Helping to Keep Manatees Safe

FWCThe Florida Fish and Wildlife Conservation Commission (FWC) is reminding boaters to be extra cautious and obey manatee speed zone signs as they head out on the state's waterways during the Labor Day weekend.

During warm weather, manatees move throughout Florida's estuaries and rivers. Boaters can help keep manatees safe by following a few simple guidelines.

"We ask boaters to stay in marked channels, wear polarized sunglasses to improve visibility below the water surface and obey posted boat-speed zones," said Kipp Frohlich, leader of the FWC's Imperiled Species Management section. "Using poles, paddles or trolling motors when in close proximity to manatees and having someone onboard scan the water when under way can go a long way to protecting manatees from harm."

Boaters should scan the water near or in front of the boat - looking for a repetitive line of half-moon swirls - sometimes called a manatee footprint - or a trail or a snout or fluke (tail) breaking the water's surface.

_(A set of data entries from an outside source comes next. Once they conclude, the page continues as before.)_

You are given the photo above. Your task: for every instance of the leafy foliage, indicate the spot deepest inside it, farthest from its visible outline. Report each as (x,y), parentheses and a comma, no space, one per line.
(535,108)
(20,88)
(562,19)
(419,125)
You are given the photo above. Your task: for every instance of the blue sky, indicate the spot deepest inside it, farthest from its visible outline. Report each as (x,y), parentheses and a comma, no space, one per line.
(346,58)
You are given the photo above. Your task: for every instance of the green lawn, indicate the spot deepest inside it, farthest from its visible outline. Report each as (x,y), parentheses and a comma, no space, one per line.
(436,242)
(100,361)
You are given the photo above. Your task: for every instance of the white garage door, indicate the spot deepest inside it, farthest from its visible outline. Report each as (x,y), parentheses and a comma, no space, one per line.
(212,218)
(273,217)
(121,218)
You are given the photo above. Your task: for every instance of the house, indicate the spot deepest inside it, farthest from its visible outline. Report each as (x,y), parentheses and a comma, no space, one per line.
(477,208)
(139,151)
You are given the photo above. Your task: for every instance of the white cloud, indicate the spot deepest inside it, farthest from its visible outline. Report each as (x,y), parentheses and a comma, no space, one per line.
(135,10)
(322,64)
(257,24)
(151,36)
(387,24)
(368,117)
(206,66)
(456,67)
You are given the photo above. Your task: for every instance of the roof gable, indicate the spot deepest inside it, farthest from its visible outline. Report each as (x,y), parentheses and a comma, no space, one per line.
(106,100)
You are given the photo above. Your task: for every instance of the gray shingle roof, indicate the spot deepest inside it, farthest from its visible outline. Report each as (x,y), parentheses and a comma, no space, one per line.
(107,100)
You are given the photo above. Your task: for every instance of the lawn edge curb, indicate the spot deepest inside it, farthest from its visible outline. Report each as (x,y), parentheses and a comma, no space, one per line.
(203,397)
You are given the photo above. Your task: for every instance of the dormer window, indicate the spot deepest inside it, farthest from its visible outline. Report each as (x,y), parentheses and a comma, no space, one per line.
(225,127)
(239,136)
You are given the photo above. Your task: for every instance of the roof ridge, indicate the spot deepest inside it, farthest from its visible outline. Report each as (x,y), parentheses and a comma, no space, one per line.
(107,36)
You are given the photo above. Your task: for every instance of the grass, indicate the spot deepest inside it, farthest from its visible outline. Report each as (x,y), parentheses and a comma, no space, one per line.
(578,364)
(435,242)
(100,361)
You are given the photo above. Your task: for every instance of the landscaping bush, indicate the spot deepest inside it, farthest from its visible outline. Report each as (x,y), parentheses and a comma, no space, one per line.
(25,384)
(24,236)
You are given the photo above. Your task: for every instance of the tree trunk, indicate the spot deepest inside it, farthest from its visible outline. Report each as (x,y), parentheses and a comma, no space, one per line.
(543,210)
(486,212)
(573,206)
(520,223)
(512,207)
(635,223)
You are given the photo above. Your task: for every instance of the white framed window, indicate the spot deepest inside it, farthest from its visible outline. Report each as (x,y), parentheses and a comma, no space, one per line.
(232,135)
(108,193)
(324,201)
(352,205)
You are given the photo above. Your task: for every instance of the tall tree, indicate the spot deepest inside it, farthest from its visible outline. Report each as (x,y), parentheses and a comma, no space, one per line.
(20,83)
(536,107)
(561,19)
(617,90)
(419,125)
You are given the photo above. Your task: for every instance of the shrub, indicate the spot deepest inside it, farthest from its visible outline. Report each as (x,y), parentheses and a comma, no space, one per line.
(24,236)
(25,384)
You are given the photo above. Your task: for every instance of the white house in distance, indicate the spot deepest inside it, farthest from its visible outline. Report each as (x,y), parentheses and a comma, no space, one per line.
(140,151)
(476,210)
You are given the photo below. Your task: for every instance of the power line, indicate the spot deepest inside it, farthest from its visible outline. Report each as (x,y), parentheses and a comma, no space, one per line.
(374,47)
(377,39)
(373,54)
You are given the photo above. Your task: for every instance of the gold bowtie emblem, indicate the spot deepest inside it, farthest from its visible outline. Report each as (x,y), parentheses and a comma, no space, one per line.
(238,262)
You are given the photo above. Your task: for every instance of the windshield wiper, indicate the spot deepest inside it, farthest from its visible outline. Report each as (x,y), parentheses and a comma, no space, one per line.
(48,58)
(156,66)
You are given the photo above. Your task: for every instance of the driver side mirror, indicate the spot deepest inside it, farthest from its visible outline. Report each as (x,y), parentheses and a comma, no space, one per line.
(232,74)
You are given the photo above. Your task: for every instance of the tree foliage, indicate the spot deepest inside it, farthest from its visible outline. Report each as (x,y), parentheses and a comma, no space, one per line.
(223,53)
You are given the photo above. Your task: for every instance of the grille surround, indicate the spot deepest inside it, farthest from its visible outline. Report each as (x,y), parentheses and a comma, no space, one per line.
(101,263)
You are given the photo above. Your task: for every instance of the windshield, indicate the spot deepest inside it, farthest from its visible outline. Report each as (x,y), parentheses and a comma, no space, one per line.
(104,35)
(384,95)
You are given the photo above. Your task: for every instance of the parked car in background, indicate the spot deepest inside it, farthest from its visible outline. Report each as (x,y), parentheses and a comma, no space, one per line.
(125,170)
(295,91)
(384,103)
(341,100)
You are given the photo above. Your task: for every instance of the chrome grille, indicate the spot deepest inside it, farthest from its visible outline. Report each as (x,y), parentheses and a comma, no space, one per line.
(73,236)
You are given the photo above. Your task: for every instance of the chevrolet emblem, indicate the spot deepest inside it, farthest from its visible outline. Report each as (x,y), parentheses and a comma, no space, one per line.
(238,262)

"Manatee protection is a high priority for the FWC," said Carol Knox, manatee management plan coordinator. "We are committed to conservation actions that reduce the number of human-caused manatee deaths."

Enforcement of manatee protection zones and efforts to inform boaters about manatee conservation also is a priority for the FWC's law enforcement officers.

Besides slowing down, obeying speed zones and following the FWC's recommendations, residents can purchase a manatee specialty license plate. The funds collected for these plates go directly into manatee research and conservation.

As of Aug. 20, 58 manatees have died in 2010 from watercraft strikes.